Elle fait valoir que :
Sur la recevabilité du déféré :
— le déféré est irrecevable dès lors qu’un préfet ne peut pas, alors qu’il doit expédier les affaires courantes en raison de la démission du gouvernement dont il est le représentant, faire usage des pouvoirs qu’il détient du 3ème alinéa de l’article L. 2131-6 du code général des collectivités territoriales et de l’article L. 554-3 du code de justice administrative ;
— il est également irrecevable dès lors qu’il n’a pas été signé par la préfète de l’Essonne mais par un auteur qui n’est pas identifiable ;
Sur les moyens invoqués dans le déféré :
— le moyen tiré de l’incompétence du maire n’est pas fondé dès lors que le pavoisement d’un bâtiment communal relève de l’administration générale de la commune pour laquelle le maire est compétent en application de l’article L. 2122-18 du même code ou du 1° de l’article L. 2122-21 ;
— le principe de neutralité ne s’applique pas aux élus sauf lorsqu’ils agissent en qualité d’officiers de police judiciaire ou d’officiers d’état-civil ; la demande de retrait du drapeau palestinien porte ainsi atteinte au principe constitutionnel de libre administration des collectivités territoriales ;
— le pavoisement en litige s’inscrit dans la circulaire relative au cadre juridique de l’action extérieure des collectivités territoriales et de son contrôle et ne porte pas plus atteinte à ce principe que le pavoisement du drapeau ukrainien
— l’apposition du drapeau palestinien sur le fronton de la mairie ne portant pas gravement atteinte à la neutralité des services publics, cette décision n’est donc pas au nombre des décisions susceptibles de faire l’objet d’une suspension sur le fondement de l’article L. 554-3 et code de justice administrative et de l’article L. 2131-6 du code général des collectivités territoriales ;
— alors que le drapeau est pavoisé depuis le mois de juin 2024, il n’a créé aucune tension parmi les habitants de la commune de Grigny.

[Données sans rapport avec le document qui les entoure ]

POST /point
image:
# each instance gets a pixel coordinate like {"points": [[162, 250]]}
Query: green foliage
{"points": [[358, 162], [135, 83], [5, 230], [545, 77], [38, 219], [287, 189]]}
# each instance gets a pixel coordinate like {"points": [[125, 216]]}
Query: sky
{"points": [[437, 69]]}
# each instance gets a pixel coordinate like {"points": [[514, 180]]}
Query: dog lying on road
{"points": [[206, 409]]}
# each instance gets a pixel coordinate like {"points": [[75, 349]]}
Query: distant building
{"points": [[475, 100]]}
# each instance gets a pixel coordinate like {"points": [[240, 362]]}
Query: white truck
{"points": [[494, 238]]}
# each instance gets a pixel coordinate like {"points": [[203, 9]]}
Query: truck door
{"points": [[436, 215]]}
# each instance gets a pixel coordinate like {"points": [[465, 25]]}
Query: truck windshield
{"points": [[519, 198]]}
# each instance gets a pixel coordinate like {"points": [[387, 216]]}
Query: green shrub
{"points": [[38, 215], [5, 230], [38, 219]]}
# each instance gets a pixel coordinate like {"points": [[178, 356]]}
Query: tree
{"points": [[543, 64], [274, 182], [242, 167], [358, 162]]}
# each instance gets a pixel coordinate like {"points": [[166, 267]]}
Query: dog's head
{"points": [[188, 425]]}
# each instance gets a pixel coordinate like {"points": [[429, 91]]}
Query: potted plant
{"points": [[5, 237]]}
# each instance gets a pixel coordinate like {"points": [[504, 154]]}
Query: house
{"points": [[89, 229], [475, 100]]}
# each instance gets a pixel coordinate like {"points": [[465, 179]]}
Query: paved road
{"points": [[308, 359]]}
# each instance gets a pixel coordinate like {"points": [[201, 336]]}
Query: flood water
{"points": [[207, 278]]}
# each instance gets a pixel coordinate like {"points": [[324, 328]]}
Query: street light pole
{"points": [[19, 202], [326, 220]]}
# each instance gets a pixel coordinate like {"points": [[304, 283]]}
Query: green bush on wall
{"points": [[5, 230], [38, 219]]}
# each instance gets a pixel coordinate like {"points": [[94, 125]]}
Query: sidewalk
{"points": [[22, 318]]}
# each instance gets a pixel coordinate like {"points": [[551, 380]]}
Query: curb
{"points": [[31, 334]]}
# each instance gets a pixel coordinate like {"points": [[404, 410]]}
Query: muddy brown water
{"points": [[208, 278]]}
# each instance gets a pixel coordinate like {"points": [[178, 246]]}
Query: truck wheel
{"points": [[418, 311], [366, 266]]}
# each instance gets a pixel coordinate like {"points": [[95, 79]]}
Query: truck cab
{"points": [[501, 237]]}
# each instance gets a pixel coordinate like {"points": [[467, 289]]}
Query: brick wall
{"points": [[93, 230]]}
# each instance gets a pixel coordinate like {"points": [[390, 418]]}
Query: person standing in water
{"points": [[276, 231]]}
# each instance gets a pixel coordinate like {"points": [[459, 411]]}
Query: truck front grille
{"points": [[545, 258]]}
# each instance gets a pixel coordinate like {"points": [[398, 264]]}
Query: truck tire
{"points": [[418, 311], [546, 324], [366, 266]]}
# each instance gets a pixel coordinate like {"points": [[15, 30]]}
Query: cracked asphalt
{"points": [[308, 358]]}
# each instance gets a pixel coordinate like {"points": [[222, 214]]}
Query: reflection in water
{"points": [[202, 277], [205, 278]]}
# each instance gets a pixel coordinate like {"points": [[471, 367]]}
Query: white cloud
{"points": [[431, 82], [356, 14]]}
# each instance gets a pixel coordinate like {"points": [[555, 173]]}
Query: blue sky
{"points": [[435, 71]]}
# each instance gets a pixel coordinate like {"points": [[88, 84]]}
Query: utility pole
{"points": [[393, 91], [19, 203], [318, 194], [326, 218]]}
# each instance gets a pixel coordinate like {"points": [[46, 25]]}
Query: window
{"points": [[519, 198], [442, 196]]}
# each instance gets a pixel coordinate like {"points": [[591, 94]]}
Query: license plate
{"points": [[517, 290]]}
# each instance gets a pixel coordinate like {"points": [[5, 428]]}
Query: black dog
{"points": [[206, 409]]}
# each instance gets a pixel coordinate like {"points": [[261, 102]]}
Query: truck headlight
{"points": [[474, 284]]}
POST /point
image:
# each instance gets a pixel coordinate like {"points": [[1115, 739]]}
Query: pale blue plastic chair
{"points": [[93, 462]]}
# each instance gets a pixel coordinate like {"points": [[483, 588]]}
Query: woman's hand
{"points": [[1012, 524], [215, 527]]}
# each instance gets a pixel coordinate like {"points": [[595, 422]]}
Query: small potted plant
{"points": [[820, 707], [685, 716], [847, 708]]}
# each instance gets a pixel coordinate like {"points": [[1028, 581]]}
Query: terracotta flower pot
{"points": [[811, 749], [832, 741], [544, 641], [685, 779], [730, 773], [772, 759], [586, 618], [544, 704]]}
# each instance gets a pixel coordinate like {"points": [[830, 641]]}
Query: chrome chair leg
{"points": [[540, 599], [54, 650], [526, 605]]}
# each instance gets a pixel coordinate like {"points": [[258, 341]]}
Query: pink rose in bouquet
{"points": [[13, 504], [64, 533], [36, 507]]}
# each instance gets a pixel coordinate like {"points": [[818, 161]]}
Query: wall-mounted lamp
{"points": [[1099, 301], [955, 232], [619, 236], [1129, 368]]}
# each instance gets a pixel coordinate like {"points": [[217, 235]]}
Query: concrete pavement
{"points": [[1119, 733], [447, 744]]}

Par un mémoire enregistré le 23 septembre 2025, la commune de Grigny conclut au non-lieu à statuer dès lors qu’elle a retiré le même jour à midi le drapeau palestinien du fronton de son hôtel de ville.
Vu :
— les autres pièces du dossier ;
— le déféré enregistré le 20 septembre 2025 sous le n° 2511175 par laquelle la préfète de l’Essonne demande l’annulation de la décision attaquée.
Vu :
— le code général des collectivités territoriales ;
— le code de justice administrative.
La présidente du tribunal a désigné Mme Degorce, première conseillère, pour statuer sur les demandes de référés.
Les parties ont été régulièrement averties du jour de l’audience.
Le rapport de Mme Degorce a été entendus au cours de l’audience publique du 23 septembre 2025 à 16 heures, en présence de Mme Mas, greffière d’audience.
La clôture de l’instruction a été prononcée à l’issue de l’audience.
Considérant ce qui suit :
1. La préfète de l’Essonne demande au juge des référés, sur le fondement des dispositions de l’article L. 2131-6 du code général des collectivités territoriales et L. 554-3 du code de justice administrative, de suspendre la décision du maire de la commune de Grigny d’installer le drapeau palestinien sur le fronton de l’hôtel de ville et d’enjoindre à ce dernier de procéder à son retrait.
2. Il résulte de l’instruction que le drapeau palestinien a été retiré de la façade de l’hôtel de ville le 23 septembre 2025 à midi. Par suite, les conclusions présentées par la préfète de l’Essonne tendant à la suspension de ce pavoisement sont devenues sans objet. Il n’y a donc plus lieu de statuer sur les conclusions du déféré présentées sur le fondement de de l’article L. 2131-6 du code général des collectivités territoriales.
O R D O N N E :
Article 1er : Il n’y a plus lieu de statuer sur les conclusions présentées par la préfète de l’Essonne sur le fondement de l’article L. 2131-6 du code général des collectivités territoriales.
Article 2 : La présente ordonnance sera notifiée à la préfète de l’Essonne et à la commune de Grigny.
Fait à Versailles, le 23 septembre 2025.
La juge des référés,
Ch. Degorce
La République mande et ordonne au ministre de l’intérieur en ce qui le concerne ou à tous commissaires de justice à ce requis en ce qui concerne les voies de droit commun contre les parties privées, de pourvoir à l’exécution de la présente ordonnance.